Bu sırra binaendir ki her hüsün sahibinin ve her bir sahib-i kemalin emsaliyle içtima etmeye fıtrî bir meyli vardır ki içtimaları zamanında hüsünleri, kemalleri bir iken iki olur. Hattâ bir taş, taşlığıyla beraber kubbeli binalarda ustanın elinden çıkar çıkmaz başını eğer, arkadaşıyla birleşmeye meyleder ki sukut tehlikesinden kurtulsunlar. Maalesef insanlar, teavün sırrını idrak edememişler. Hiç olmazsa taşlar arasındaki yardım vaziyetinden ders alsınlar.

Sual: Belâgat ve hidayetten maksat, hakikati vâzıh bir şekilde gösterip fikirleri ve zihinleri ihtilaflardan kurtarmak iken müfessirlerin bu gibi âyetlerde yaptıkları ihtilafat, gösterdikleri ihtimaller, beyan ettikleri ayrı ayrı birbirine uymayan vecihler altında hak ve hakikat ne suretle görülebilir?

Cevap: Malûmdur ki Kur’an-ı Azîmüşşan yalnız bir asra değil, bütün asırlara nâzil olmuştur. Hem bir tabaka insanlara mahsus değil, bütün tabakat-ı beşere şümulü vardır. Hem bir sınıf insanlara ait değil, bütün beşerin sınıflarına râcidir.

Binaenaleyh herkes, her tabaka, her zaman, fehmine, istidadına göre Kur’an’ın hakaikinden hisse alabilir ve hissedardır.

Halbuki nev-i beşer derece itibarıyla muhtelif ve zevk cihetiyle mütefavit ve keza meyil, istihsan, lezzet, tabiat itibarıyla birbirine uymuyor. Mesela, bir taifenin istihsan ettiği bir şey, öteki taifenin zevkine muhaliftir.

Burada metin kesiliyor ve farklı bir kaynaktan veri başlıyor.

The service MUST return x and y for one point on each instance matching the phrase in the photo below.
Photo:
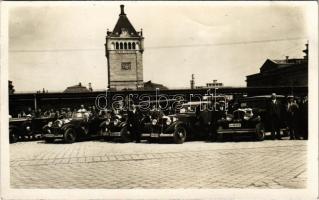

Bir kavmin meylettiği bir şeyden, öteki kavim nefret ediyor.

Bu sırra binaendir ki Kur’an-ı Kerîm günahların cezası veya hayırların mükâfatı hakkında zikrettiği âyetlerde tahsisat yapmamış, âmm bir şekilde bırakmıştır ki herkes zevkine göre fehmetsin.